Avec eux, chaque dégustation est une cérémonie. Les verdicts qu'ils émettent semblent des paroles d'oracle. Ils prennent des notes sur de petits carnets qui ne les quittent pas, flairent, jugent, tranchent...
La galerie se trouve quelques fenêtres plus loin. L'attachement que j'ai pour elle est lié à des projets d'avenir: dans quelques années, elle exposera mes toiles. Je suis bien décidé à me servir du vernissage pour établir des contacts, les peintres qui y ont été accrochés m'ont d'ailleurs servi de maîtres. J'ai longtemps considéré leurs œuvres avec beaucoup d'attention, de sérieux et d'envie de comprendre.
Mais les études d'histoire de l'art m'ont rendu difficile, et ma ferveur de jadis me semble dorénavant du temps perdu. Mes nouvelles connaissances universitaires prouvent que c'était souvent accorder beaucoup d’honneur à des épigones qui puisaient avec retard dans l'abstraction lyrique, le cubisme, l’expressionnisme ou le pop art.

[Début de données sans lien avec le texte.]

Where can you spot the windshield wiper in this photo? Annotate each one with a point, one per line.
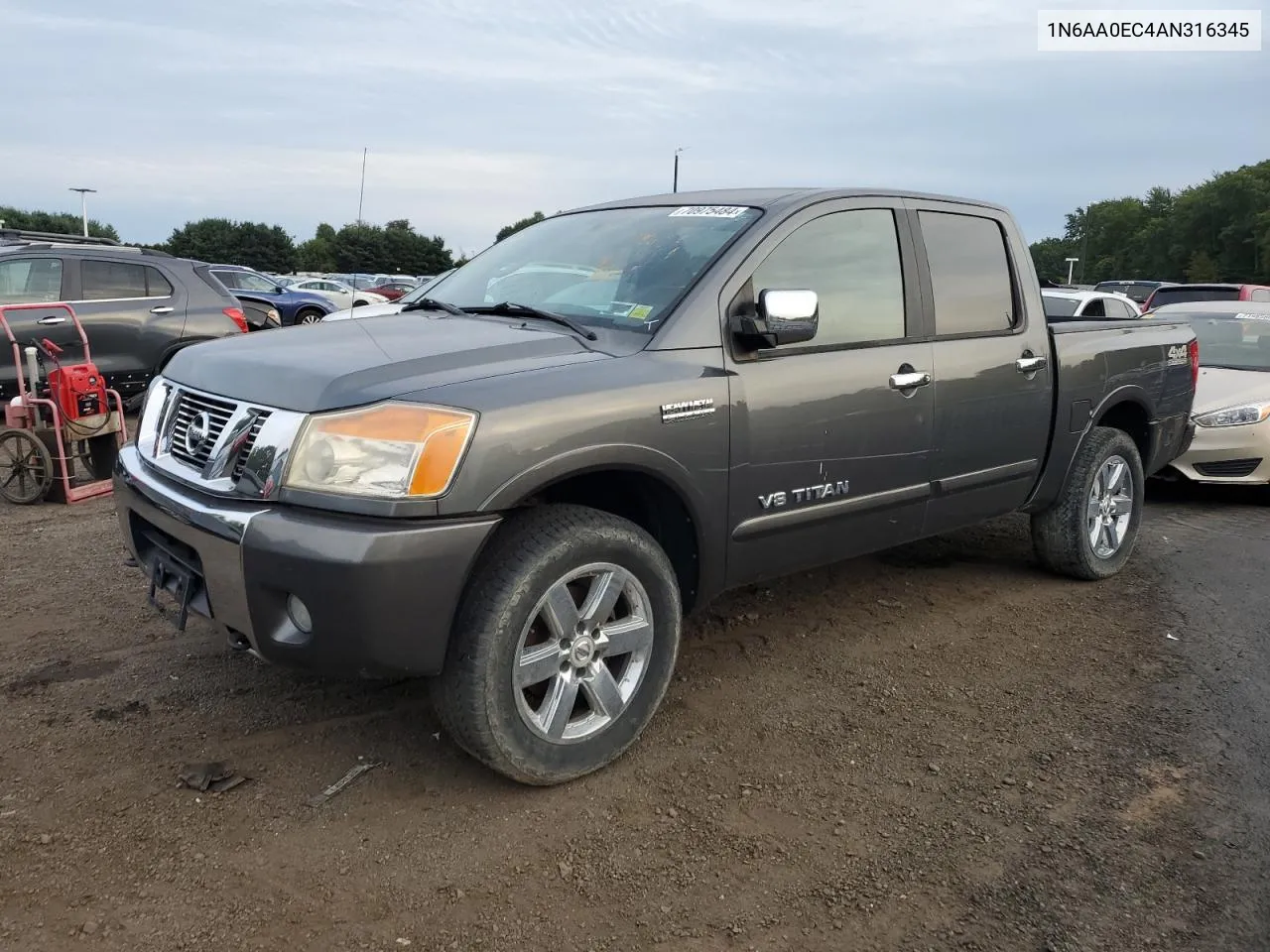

Ces nouveaux préjugés sont d'ailleurs souvent contredits par mes goûts. Je le constate en voyant les tableaux de Sinerrois sur les murs: j'admire encore certains d'entre eux dont la technique ou les intentions peuvent sembler obsolètes. Il suffit qu'ils me plaisent par leur charme, le talent de coloriste du peintre, l'univers personnel qu'ils expriment...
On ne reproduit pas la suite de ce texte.